Jack Janczyk ’28
In late September, a phishing scam targeted email inboxes across the EA community in an escalation of recent cyber attacks against the school.
The email revolved around a work opportunity, a flexible part-time job requiring 90 minutes of work every day for a weekly salary of $550. Everyone interested was asked to fill out a form that asked for sensitive personal information.
A phishing scam is a common hack that attempts to trick a user into clicking a link. Just by clicking, the user is then vulnerable to having malware downloaded onto their computer, although more commonly hackers then try to get the user to input personal information. Despite the fact that it was a complete scam, however, some students were unaware of the illegitimacy of the email and filled out the form anyway, raising questions about EA’s cybersecurity defenses.
sent out a fake job listing to try to gain access to personal credentials.
Photo courtesy of Lilly Smolenski ’27
While most students were apprehensive of the email, some were intrigued by the $61 an hour prospect and began filling out the form. Austin Tinsley ’28 shares his initial reaction to first seeing the email, saying, “I was shown the email by a friend, and my initial reaction was just shocked. Sending a job application to high schoolers and middle schoolers — I think it’s fairly obvious. It’s not a real email.”
There are a number of key signs that can reveal the true nature of a suspicious email. Phishing scams commonly contain spelling errors and lack specificity. “I think about who’s sending me an email and what is in the email,” shares computer science teacher Matthew Davis. “If I’m not expecting an email from this person, then it’s probably not a legitimate thing. The other thing is, when you clicked it, it was trying to get your login, and it’s when you hover over a link, you can check where it’s taking you. You don’t have to click it to see where it goes. I always check the little preview to make sure that this is something legitimate.”
An especially dangerous part of the email was that it was sent from an EA google account. Generally, students treat EA emails with a higher degree of confidence and don’t expect these emails to be scams.
So how did the scammer even get access to an EA email in the first place? Tech support member Carlos Almonte has some insights, saying, “I think they got their credentials through a link. So, they send the student something, and click on their credentials. That’s how they got access to their Google account, and once they got access to that, they moved from there and sent it to everybody.” Almonte’s insight emphasizes the importance of online safety and how one mistake can put a whole community in jeopardy.
The email is part of a larger trend — both at EA and across the nation — of an increasing prevalence of cyber attacks. Hackers from across the world have attempted ransomware attacks against US companies. Even the EA community has been targeted; both the Episcopal and Escholium websites were recently the subjects of cyberattacks.

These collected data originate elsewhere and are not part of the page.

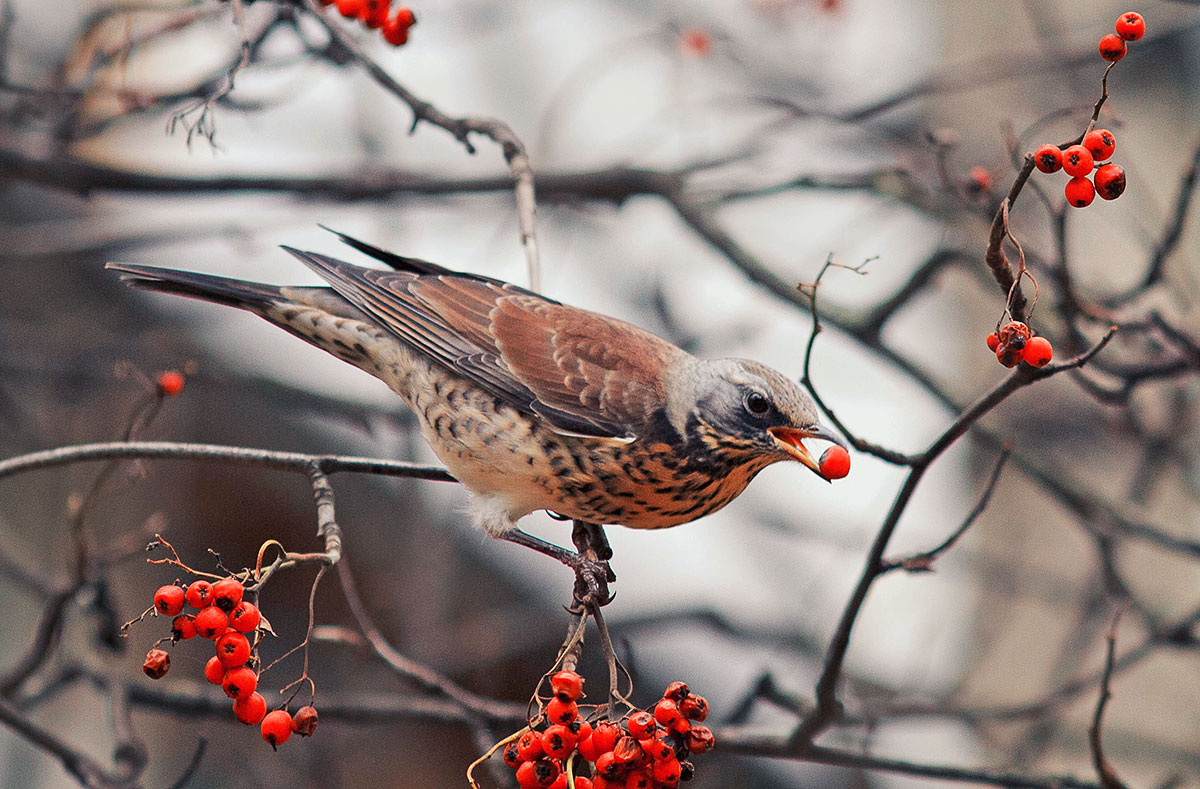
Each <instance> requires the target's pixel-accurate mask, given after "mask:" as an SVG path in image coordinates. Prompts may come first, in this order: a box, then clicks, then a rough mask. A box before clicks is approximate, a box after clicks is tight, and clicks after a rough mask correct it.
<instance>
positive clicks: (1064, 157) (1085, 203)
mask: <svg viewBox="0 0 1200 789" xmlns="http://www.w3.org/2000/svg"><path fill="white" fill-rule="evenodd" d="M1116 147H1117V138H1116V137H1115V135H1114V134H1112V132H1110V131H1109V130H1106V128H1093V130H1092V131H1090V132H1087V133H1086V134H1084V139H1082V140H1080V143H1079V144H1078V145H1070V146H1068V147H1067V149H1066V150H1060V149H1058V146H1057V145H1049V144H1048V145H1043V146H1042V147H1039V149H1038V150H1037V151H1034V152H1033V164H1034V165H1036V167H1037V168H1038V169H1039V170H1042V171H1043V173H1057V171H1058V170H1064V171H1066V173H1067V175H1070V176H1072V179H1070V180H1069V181H1067V187H1066V189H1064V193H1066V195H1067V203H1069V204H1070V205H1073V206H1074V207H1076V209H1082V207H1087V206H1088V205H1091V204H1092V200H1094V199H1096V195H1097V194H1099V195H1100V198H1103V199H1105V200H1115V199H1117V198H1118V197H1121V194H1122V193H1123V192H1124V185H1126V177H1124V169H1123V168H1122V167H1121V165H1120V164H1114V163H1111V162H1109V163H1108V164H1100V165H1099V167H1096V165H1097V163H1099V162H1104V161H1105V159H1109V158H1112V152H1114V151H1116ZM1093 169H1094V170H1096V173H1094V175H1092V179H1088V177H1087V176H1088V175H1091V174H1092V170H1093ZM1093 181H1094V183H1093Z"/></svg>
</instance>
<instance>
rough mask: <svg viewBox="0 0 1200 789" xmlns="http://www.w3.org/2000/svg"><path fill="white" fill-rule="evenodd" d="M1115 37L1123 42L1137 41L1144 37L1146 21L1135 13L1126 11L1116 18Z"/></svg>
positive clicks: (1130, 11) (1137, 13)
mask: <svg viewBox="0 0 1200 789" xmlns="http://www.w3.org/2000/svg"><path fill="white" fill-rule="evenodd" d="M1116 26H1117V35H1118V36H1121V38H1123V40H1124V41H1138V40H1139V38H1141V37H1142V36H1145V35H1146V20H1145V19H1144V18H1142V16H1141V14H1140V13H1138V12H1136V11H1127V12H1126V13H1123V14H1121V17H1120V18H1117V25H1116Z"/></svg>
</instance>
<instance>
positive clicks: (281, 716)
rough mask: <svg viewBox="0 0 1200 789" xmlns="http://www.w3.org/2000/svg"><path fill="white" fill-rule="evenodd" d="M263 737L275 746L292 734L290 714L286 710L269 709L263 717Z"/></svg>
mask: <svg viewBox="0 0 1200 789" xmlns="http://www.w3.org/2000/svg"><path fill="white" fill-rule="evenodd" d="M262 730H263V739H264V740H266V741H268V742H270V743H271V747H272V748H277V747H278V746H281V745H283V743H284V742H287V741H288V737H290V736H292V716H290V715H288V712H287V710H271V711H270V712H268V713H266V717H264V718H263V725H262Z"/></svg>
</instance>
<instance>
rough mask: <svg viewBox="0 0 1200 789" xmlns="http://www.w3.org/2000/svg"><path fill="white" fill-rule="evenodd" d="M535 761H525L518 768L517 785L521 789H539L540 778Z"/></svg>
mask: <svg viewBox="0 0 1200 789" xmlns="http://www.w3.org/2000/svg"><path fill="white" fill-rule="evenodd" d="M534 770H535V767H534V766H533V761H523V763H521V765H520V766H517V785H518V787H521V789H538V776H536V773H534Z"/></svg>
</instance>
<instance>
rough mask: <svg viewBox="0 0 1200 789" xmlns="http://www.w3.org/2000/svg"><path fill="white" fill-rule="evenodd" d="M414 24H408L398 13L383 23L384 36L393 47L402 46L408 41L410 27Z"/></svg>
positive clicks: (400, 46)
mask: <svg viewBox="0 0 1200 789" xmlns="http://www.w3.org/2000/svg"><path fill="white" fill-rule="evenodd" d="M410 26H412V25H407V24H404V23H403V20H402V19H401V17H400V14H398V13H397V14H396V16H395V17H392V18H391V19H389V20H388V22H385V23H383V31H382V32H383V38H384V41H386V42H388V43H390V44H391V46H392V47H401V46H403V44H404V43H407V42H408V29H409V28H410Z"/></svg>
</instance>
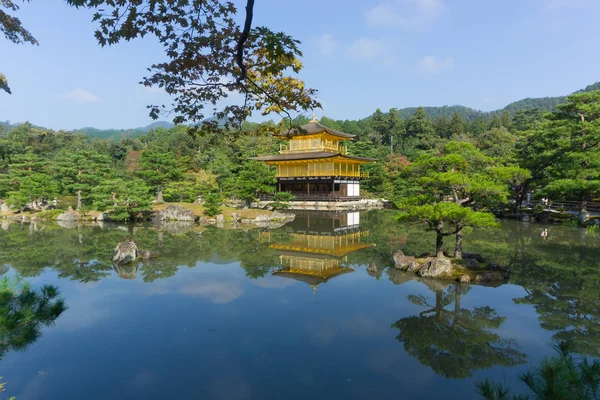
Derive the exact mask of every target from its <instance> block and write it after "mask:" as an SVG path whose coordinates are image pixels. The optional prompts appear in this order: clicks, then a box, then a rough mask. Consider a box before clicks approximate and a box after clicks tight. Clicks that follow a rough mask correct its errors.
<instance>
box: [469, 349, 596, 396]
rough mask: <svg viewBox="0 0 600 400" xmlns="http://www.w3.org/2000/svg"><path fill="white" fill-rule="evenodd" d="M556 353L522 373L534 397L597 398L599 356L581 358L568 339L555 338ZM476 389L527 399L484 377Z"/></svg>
mask: <svg viewBox="0 0 600 400" xmlns="http://www.w3.org/2000/svg"><path fill="white" fill-rule="evenodd" d="M553 347H554V349H555V350H556V353H557V355H556V356H554V357H551V358H547V359H545V360H544V361H543V362H542V363H541V364H540V365H539V366H538V367H536V368H535V370H534V371H530V372H527V373H525V374H523V375H521V381H522V382H523V383H525V385H527V388H528V389H529V391H530V392H531V394H532V395H533V398H534V399H540V400H542V399H565V400H594V399H598V398H600V360H598V359H596V360H589V359H588V358H587V357H583V358H582V359H578V358H576V357H574V356H573V355H572V354H571V346H570V344H569V342H555V343H554V345H553ZM477 391H478V393H479V394H480V395H481V396H482V398H484V399H486V400H527V399H530V398H531V397H530V396H529V395H528V394H523V395H519V396H511V395H510V390H509V389H508V388H505V387H504V386H503V385H501V384H497V383H494V382H491V381H489V380H487V379H486V380H485V381H483V382H479V383H478V384H477Z"/></svg>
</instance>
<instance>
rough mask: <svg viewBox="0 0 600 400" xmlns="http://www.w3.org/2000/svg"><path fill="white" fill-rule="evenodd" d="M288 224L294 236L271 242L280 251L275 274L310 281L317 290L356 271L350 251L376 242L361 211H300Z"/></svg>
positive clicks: (303, 281)
mask: <svg viewBox="0 0 600 400" xmlns="http://www.w3.org/2000/svg"><path fill="white" fill-rule="evenodd" d="M286 227H287V228H288V229H291V234H290V237H291V239H290V240H289V241H286V242H284V243H271V244H270V247H271V249H274V250H275V251H277V252H278V253H279V255H280V256H279V259H280V268H279V269H277V270H275V271H274V272H273V275H275V276H280V277H284V278H291V279H295V280H297V281H300V282H304V283H307V284H308V285H310V286H311V287H312V288H313V292H314V293H316V291H317V287H318V286H319V285H320V284H322V283H326V282H327V281H329V280H330V279H333V278H335V277H337V276H340V275H344V274H347V273H351V272H354V269H353V268H350V267H347V266H346V264H347V261H348V257H347V256H348V254H350V253H352V252H355V251H358V250H361V249H365V248H369V247H373V246H375V244H373V243H370V242H369V231H367V230H364V229H360V213H359V212H342V213H340V212H336V213H330V212H319V213H315V212H310V213H308V212H307V213H303V212H296V218H295V219H294V221H293V222H291V223H289V224H287V225H286ZM266 234H267V235H269V233H268V232H266Z"/></svg>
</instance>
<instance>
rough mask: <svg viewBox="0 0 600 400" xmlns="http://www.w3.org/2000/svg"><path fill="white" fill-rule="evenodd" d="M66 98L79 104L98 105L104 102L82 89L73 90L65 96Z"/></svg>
mask: <svg viewBox="0 0 600 400" xmlns="http://www.w3.org/2000/svg"><path fill="white" fill-rule="evenodd" d="M64 98H65V99H66V100H69V101H71V102H73V103H78V104H85V103H97V102H99V101H102V99H101V98H100V97H98V96H96V95H95V94H93V93H91V92H88V91H87V90H84V89H81V88H77V89H73V90H71V91H70V92H68V93H66V94H65V95H64Z"/></svg>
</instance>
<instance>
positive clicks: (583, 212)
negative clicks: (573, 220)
mask: <svg viewBox="0 0 600 400" xmlns="http://www.w3.org/2000/svg"><path fill="white" fill-rule="evenodd" d="M589 219H590V213H589V212H588V211H587V210H581V211H580V212H579V214H577V221H578V222H579V224H580V225H585V224H586V222H588V221H589Z"/></svg>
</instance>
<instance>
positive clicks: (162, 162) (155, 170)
mask: <svg viewBox="0 0 600 400" xmlns="http://www.w3.org/2000/svg"><path fill="white" fill-rule="evenodd" d="M136 174H137V176H138V177H140V178H141V179H143V180H144V181H145V182H146V183H148V185H150V186H152V187H154V188H155V189H156V201H157V202H158V203H162V202H163V201H164V200H163V189H164V188H165V186H166V185H167V183H169V182H170V181H173V180H177V179H179V178H180V177H181V175H182V173H181V170H180V169H179V166H178V165H177V160H176V159H175V157H174V155H173V153H170V152H165V151H161V150H159V149H157V148H155V147H148V148H146V149H144V150H143V151H142V154H141V157H140V169H139V170H138V171H137V172H136Z"/></svg>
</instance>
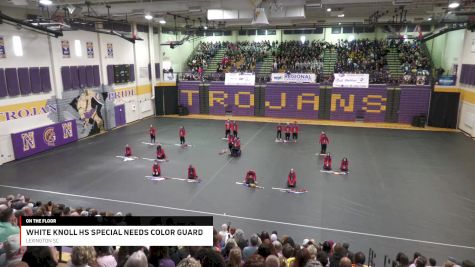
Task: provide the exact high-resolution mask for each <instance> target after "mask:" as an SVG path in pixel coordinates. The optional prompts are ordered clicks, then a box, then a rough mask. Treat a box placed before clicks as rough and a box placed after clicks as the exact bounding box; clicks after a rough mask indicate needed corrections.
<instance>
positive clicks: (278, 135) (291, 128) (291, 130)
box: [276, 122, 299, 142]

The incident has raised questions about what EA can do to better deal with cyber attacks in the future. As Almonte says, “schools have been a really big target lately.” Students are bound to click on links they shouldn’t, even when it’s accidental, they oftentimes don’t know better.
EA also tries to educate students about online safety through its school curriculum. “I think this is something we do in computer science classes; we try to talk about these concerns and get people to understand how it happens. I think particularly with the rise of AI, it will get increasingly difficult to determine what information is real and what information is fake,” shares Davis.
EA is making a conscious effort to prevent such incidents from happening by educating students and quickly eliminating the threats. Thus, the onus now lies on the student. Especially with the recent targeting of schools and the increasing prominence of AI, now more than ever, students must be cautious and extremely safe when faced with online abnormalities.